Considering tumor size and AFP may have effects on the results, patients with tumor size >3 cm and AFP >400 ng/mL were excluded from the study. The rest 23 patients with six recurrences HCC were reanalyzed by logistic regression. The results showed that with high-risk coefficient, circulating Th17 cells was indeed the related factor of tumor recurrence [Table 3].
| > Discussion|| |
Th17 and Treg cells, two new subsets of CD4+ T-cells, play an important role in immune responses and disease progression in patients with chronic HBV infection. It is clear that in the early stage of HBV infection, the IL-10 and transforming growth factor-β produced by Tregs can inhibit a reaction of inflammation and prevent the liver from damage.,, On the contrary, Th17 can upregulate the expression of inflammatory cytokine to promote inflammatory response., Many studies demonstrated that patients with HBV infection had high frequencies of blood circulating Treg cells and Th17 cells and that the frequencies of these two subsets were correlated with the disease progression.,, In addition to their role in peripheral inflammation, Th17 and Treg were also associated with the progress and metastasis of HCC.
Thermal ablation, as a radical treatment of small HCC, was widely used in the treatment of liver malignancy., Previous studies demonstrated that the coagulated tumor tissue induced by thermal ablation can cause an inflammatory reaction, activate tumor-specific T-cells and change the number of T-cells and the level of cytokine in peripheral blood., This inflammatory reaction is due to the release of tumor antigens derived from coagulation necrosis tumor tissue. Some studies showed that thermal ablation can decrease the number of Treg cells and CD8+ T-cells, and increase the proportion of CD3+ T-cells, which may have a protective effect on the prognosis for patients.,, On the contrary, a few studies demonstrated that thermal ablation does not change the levels of T subsets cells because of its minimal invasion. Therefore, the effects of thermal ablation on T-cell subsets and the association of local immune response with disease progression were still not well studied. To clarify the immune response evoked by MWA, we detected the proportions of T-cells subsets before and after the treatment dynamically.
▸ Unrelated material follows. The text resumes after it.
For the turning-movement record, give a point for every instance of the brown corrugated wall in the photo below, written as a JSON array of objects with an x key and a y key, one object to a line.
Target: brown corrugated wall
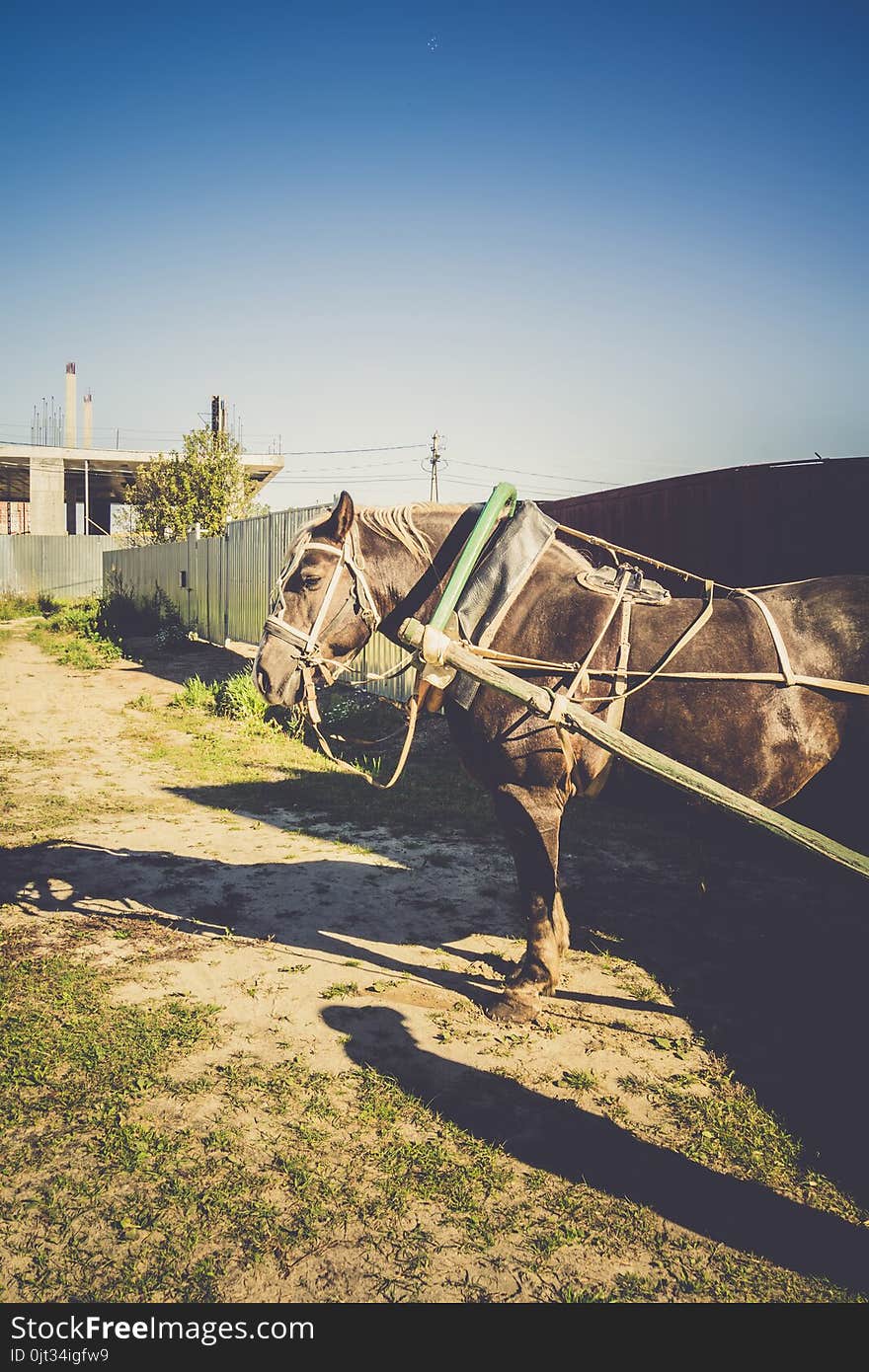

The results of our study show that the levels of T-cell subsets, including CD4+ T-cells, CD8+ T-cells, CD3+ T-cells and Treg cells, were relatively stable except for the proportion of Th17 cells. The proportion of Th17 cells increased from (3.98% ± 2.40%) (before treatment) to (5.53% ± 3.27%) 24 h after treatment. However, the high level of Th17 cell did not maintain for a long time. Instead, it recovered within three days. Our study indicates that MWA has a transitional effect on Th17 cells rather than Treg cells or other T-cell subsets, contrary to some previous studies suggesting that local thermal ablation may induce changes of T-cell subsets.,, We infer that there are two reasons for this difference. First, we used MWA only in this study while previous studies usually used radiofrequency ablation (RFA) or thermal ablation combined with transarterial chemoembolization. It is not unexpected that patients received two treatments suffered from a more severe injury than those experienced only one treatment. Besides, the inflammatory response caused by MWA was slighter than RFA because of the different mechanism of tissue coagulation necrosis. Compared with RFA, MWA has advantages of higher heating velocity, higher intratumoral temperature, and shorter duration. The high power and short duration of MWA may lead to less local inflammation and secondary responses. This hypothesis can be rationalized by several studies, which demonstrated that RFA can induce a significant inflammatory response while MWA can only evoke an extremely minimal immune response., Second, the tumor burden of patients in this study is slight, which result in a mild tumor immunosuppression.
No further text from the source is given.